New Faculty Profile — Jordan Ward
Assistant Professor in the Department of Molecular, Cellular, Developmental Biology
University of California Santa Cruz
What are your previous training experiences, including your postdoc, graduate school, and undergraduate background?
B. S., University of Alberta
M. S., University of Alberta (with Dr. Tracy Raivio)
Ph.D., Cancer Research UK, Clare Hall Laboratories/University of London (with Prof. Simon Boulton)
Postdoctorate, University of California, San Francisco (with Prof. Keith Yamamoto)
Briefly describe your ongoing and expected research projects as your lab gets up and running.
Nestled in the redwoods of the stunning UC Santa Cruz campus, we are interested in how the remarkable complexity and noise of gene regulation is converted into the beautiful and precise cellular behaviors that drive animal development. We use genetics, molecular biology, microscopy, in vitro biochemistry, and genomics to study how individual, evolutionarily conserved transcription factors regulate distinct gene expression programs controlling cell division and differentiation and organ development in living animals. We focus on transcription factor regulation of two cellular processes: i) nematode spermatogenesis; and ii) the nematode molt, which is the shedding of the old skin (cuticle) and generation of a new one.
By extending our findings into the human parasitic nematode Brugia malayi, which causes the disfiguring disease lymphatic filariasis, we aim to understand how gene regulatory networks evolve in the context of a parasitic life cycle. We are motivated by the public health implications of this work: parasitic nematodes infect over 1.5 billion people globally and also threaten food availability by infecting crops and livestock. There are a small number of drugs currently available to fight parasitic nematode infections, so novel approaches are desperately needed. Molting is a good target as it is essential, involves nematode-specific molecules, and is regulated by many druggable targets (proteases, nuclear hormone receptors, etc.). Similarly, if we can specifically modulate nematode fertility, we could prevent transmission of parasites. By characterizing key developmental processes in parasites, we aim to develop new approaches to combat helminthic infections.

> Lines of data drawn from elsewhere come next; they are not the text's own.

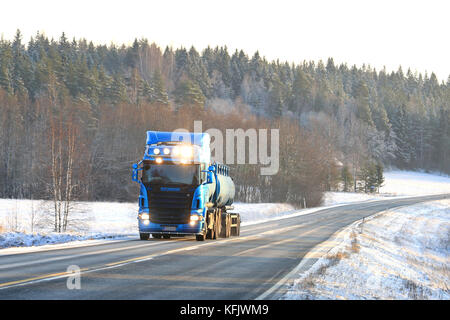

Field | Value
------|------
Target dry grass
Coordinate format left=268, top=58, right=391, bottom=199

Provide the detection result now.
left=350, top=232, right=361, bottom=253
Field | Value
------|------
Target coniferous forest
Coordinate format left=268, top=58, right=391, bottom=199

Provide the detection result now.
left=0, top=31, right=450, bottom=206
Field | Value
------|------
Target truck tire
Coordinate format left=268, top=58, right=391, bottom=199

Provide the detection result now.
left=220, top=213, right=230, bottom=238
left=231, top=213, right=241, bottom=236
left=212, top=214, right=220, bottom=240
left=195, top=233, right=205, bottom=241
left=139, top=233, right=150, bottom=240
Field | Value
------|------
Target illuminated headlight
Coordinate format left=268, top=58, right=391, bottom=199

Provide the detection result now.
left=141, top=213, right=150, bottom=220
left=191, top=214, right=202, bottom=221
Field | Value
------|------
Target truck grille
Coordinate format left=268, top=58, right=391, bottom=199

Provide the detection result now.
left=148, top=188, right=194, bottom=224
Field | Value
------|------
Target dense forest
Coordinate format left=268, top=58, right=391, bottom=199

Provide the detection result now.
left=0, top=31, right=450, bottom=205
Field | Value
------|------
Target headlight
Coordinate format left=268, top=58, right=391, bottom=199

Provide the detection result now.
left=181, top=146, right=192, bottom=158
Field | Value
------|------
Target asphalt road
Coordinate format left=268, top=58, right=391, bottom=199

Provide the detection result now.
left=0, top=195, right=450, bottom=300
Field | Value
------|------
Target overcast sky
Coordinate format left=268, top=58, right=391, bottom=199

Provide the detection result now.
left=0, top=0, right=450, bottom=81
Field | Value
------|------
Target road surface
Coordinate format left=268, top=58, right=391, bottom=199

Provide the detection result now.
left=0, top=195, right=450, bottom=300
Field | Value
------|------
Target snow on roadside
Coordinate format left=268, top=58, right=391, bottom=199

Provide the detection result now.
left=323, top=192, right=386, bottom=206
left=284, top=199, right=450, bottom=300
left=0, top=199, right=295, bottom=248
left=380, top=171, right=450, bottom=196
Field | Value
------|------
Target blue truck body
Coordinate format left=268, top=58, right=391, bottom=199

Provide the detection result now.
left=132, top=131, right=240, bottom=240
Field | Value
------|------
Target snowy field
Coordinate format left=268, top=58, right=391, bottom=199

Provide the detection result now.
left=0, top=171, right=450, bottom=248
left=284, top=200, right=450, bottom=300
left=380, top=171, right=450, bottom=196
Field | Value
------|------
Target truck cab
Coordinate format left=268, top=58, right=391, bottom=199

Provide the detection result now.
left=132, top=131, right=240, bottom=241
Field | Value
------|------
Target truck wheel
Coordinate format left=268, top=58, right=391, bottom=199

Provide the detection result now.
left=212, top=215, right=220, bottom=240
left=206, top=212, right=215, bottom=239
left=231, top=214, right=241, bottom=236
left=139, top=233, right=150, bottom=240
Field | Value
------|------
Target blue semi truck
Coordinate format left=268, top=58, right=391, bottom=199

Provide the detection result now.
left=132, top=131, right=241, bottom=241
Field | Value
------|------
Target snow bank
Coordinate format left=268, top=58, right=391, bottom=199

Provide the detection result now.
left=284, top=200, right=450, bottom=300
left=323, top=192, right=386, bottom=206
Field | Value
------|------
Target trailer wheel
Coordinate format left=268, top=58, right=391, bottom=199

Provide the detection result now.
left=139, top=233, right=150, bottom=240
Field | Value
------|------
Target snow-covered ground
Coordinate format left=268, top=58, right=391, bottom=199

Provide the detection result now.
left=284, top=199, right=450, bottom=300
left=0, top=171, right=450, bottom=248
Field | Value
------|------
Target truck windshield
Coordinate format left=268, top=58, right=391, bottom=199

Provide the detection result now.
left=142, top=164, right=199, bottom=185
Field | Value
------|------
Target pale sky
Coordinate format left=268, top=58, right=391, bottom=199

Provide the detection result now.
left=0, top=0, right=450, bottom=81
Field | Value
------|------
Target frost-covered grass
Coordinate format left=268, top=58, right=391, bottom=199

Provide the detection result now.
left=0, top=199, right=295, bottom=248
left=380, top=171, right=450, bottom=196
left=284, top=200, right=450, bottom=300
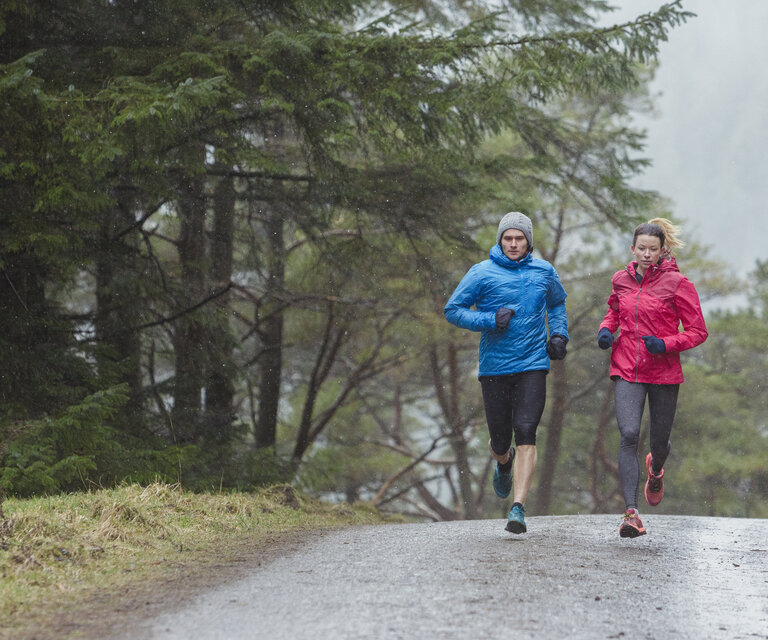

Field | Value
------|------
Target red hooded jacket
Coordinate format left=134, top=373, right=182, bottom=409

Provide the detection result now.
left=600, top=258, right=707, bottom=384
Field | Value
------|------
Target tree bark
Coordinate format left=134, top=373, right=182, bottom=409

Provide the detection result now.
left=254, top=211, right=286, bottom=449
left=171, top=168, right=206, bottom=442
left=94, top=205, right=145, bottom=435
left=205, top=178, right=235, bottom=442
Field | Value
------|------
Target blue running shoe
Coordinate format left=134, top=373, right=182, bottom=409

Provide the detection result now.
left=506, top=502, right=528, bottom=533
left=493, top=463, right=512, bottom=498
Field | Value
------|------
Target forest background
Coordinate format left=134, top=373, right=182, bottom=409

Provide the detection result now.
left=0, top=0, right=768, bottom=520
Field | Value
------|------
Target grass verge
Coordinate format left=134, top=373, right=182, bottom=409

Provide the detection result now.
left=0, top=484, right=383, bottom=639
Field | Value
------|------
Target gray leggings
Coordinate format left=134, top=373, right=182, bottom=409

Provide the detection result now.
left=613, top=379, right=680, bottom=508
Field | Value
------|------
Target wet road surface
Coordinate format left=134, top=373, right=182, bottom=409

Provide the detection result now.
left=130, top=513, right=768, bottom=640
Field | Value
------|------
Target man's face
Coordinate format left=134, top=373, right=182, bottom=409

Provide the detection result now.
left=501, top=229, right=528, bottom=260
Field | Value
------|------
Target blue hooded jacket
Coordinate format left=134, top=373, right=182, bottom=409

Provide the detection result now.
left=443, top=244, right=568, bottom=376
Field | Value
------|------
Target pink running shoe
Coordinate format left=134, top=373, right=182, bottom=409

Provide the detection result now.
left=645, top=451, right=664, bottom=507
left=619, top=509, right=645, bottom=538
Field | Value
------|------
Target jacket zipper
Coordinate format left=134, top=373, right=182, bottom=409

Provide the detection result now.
left=635, top=286, right=645, bottom=382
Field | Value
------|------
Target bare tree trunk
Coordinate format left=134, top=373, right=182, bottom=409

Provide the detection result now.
left=171, top=168, right=206, bottom=442
left=94, top=206, right=144, bottom=435
left=205, top=178, right=235, bottom=442
left=254, top=211, right=286, bottom=449
left=430, top=342, right=477, bottom=519
left=536, top=360, right=568, bottom=515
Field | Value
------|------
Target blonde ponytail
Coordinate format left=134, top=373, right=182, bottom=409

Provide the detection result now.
left=648, top=218, right=685, bottom=252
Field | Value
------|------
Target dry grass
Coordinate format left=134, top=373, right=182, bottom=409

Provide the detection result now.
left=0, top=484, right=382, bottom=638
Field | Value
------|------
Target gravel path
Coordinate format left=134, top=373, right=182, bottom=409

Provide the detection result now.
left=125, top=514, right=768, bottom=640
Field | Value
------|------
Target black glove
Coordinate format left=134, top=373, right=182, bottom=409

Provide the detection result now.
left=496, top=307, right=515, bottom=329
left=640, top=336, right=667, bottom=354
left=597, top=327, right=613, bottom=349
left=547, top=334, right=568, bottom=360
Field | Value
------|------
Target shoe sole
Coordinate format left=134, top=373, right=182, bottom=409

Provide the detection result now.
left=505, top=520, right=528, bottom=533
left=619, top=525, right=646, bottom=538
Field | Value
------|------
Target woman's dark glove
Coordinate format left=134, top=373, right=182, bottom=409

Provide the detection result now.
left=640, top=336, right=667, bottom=354
left=597, top=327, right=613, bottom=349
left=547, top=335, right=568, bottom=360
left=496, top=307, right=515, bottom=329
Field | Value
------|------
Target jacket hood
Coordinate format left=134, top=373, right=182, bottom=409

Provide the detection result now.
left=488, top=244, right=533, bottom=269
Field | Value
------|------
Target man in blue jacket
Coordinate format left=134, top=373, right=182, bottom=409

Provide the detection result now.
left=444, top=211, right=568, bottom=533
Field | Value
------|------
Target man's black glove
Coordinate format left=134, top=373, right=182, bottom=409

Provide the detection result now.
left=496, top=307, right=515, bottom=329
left=640, top=336, right=667, bottom=354
left=547, top=335, right=568, bottom=360
left=597, top=327, right=613, bottom=349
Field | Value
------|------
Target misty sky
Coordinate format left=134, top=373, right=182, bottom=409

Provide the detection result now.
left=610, top=0, right=768, bottom=302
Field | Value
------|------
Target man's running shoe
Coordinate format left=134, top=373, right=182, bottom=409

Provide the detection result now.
left=645, top=451, right=664, bottom=507
left=493, top=463, right=512, bottom=498
left=506, top=502, right=528, bottom=533
left=619, top=509, right=645, bottom=538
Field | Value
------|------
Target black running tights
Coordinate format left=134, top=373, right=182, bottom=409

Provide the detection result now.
left=480, top=371, right=547, bottom=455
left=614, top=379, right=680, bottom=508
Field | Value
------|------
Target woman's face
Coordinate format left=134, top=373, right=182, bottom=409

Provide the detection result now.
left=632, top=234, right=661, bottom=275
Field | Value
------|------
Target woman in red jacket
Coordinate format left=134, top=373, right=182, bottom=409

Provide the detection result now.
left=597, top=218, right=707, bottom=538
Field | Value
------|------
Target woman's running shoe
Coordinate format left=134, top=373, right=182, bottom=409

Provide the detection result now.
left=645, top=451, right=664, bottom=507
left=619, top=509, right=645, bottom=538
left=493, top=463, right=512, bottom=498
left=506, top=502, right=528, bottom=533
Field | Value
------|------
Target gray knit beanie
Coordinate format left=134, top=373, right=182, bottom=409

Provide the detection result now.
left=496, top=211, right=533, bottom=251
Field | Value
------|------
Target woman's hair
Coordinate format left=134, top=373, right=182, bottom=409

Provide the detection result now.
left=632, top=218, right=685, bottom=251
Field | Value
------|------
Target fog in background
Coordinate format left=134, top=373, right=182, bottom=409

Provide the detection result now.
left=602, top=0, right=768, bottom=306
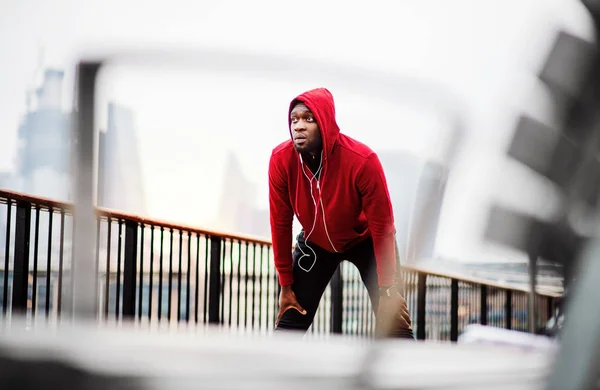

If your position involves teaching, which subjects or courses are you expecting to teach?
I teach undergraduate molecular biology and a graduate class in the critical analysis of scientific literature.
How has being a member of GSA helped you advance in your career? Why do you think societies like GSA are important?
GSA-sponsored meetings have been crucial for developing and maintaining my professional network, and for providing a platform for presentation of my work. Additionally, GSA journals like Genetics have been an important venue for dissemination of my work. The connections that I’ve made at C. elegans meetings were really important in my search for a faculty position.
Are you looking to recruit students and/or postdocs? If so, please describe and be sure to also post the opportunity to GeneticsCareers.org.
We are interested in recruiting talented technicians, project scientists, students and postdocs to keep the Ward lab rolling!
What is your favorite thing about science or about your work?
The opportunity to come into work and learn something new every day and to work with an amazing collection of really brilliant people.
What do you like to do when you’re not at work?
Hang out with my wife and trail run, work in our garden, or eat and drink delicious things.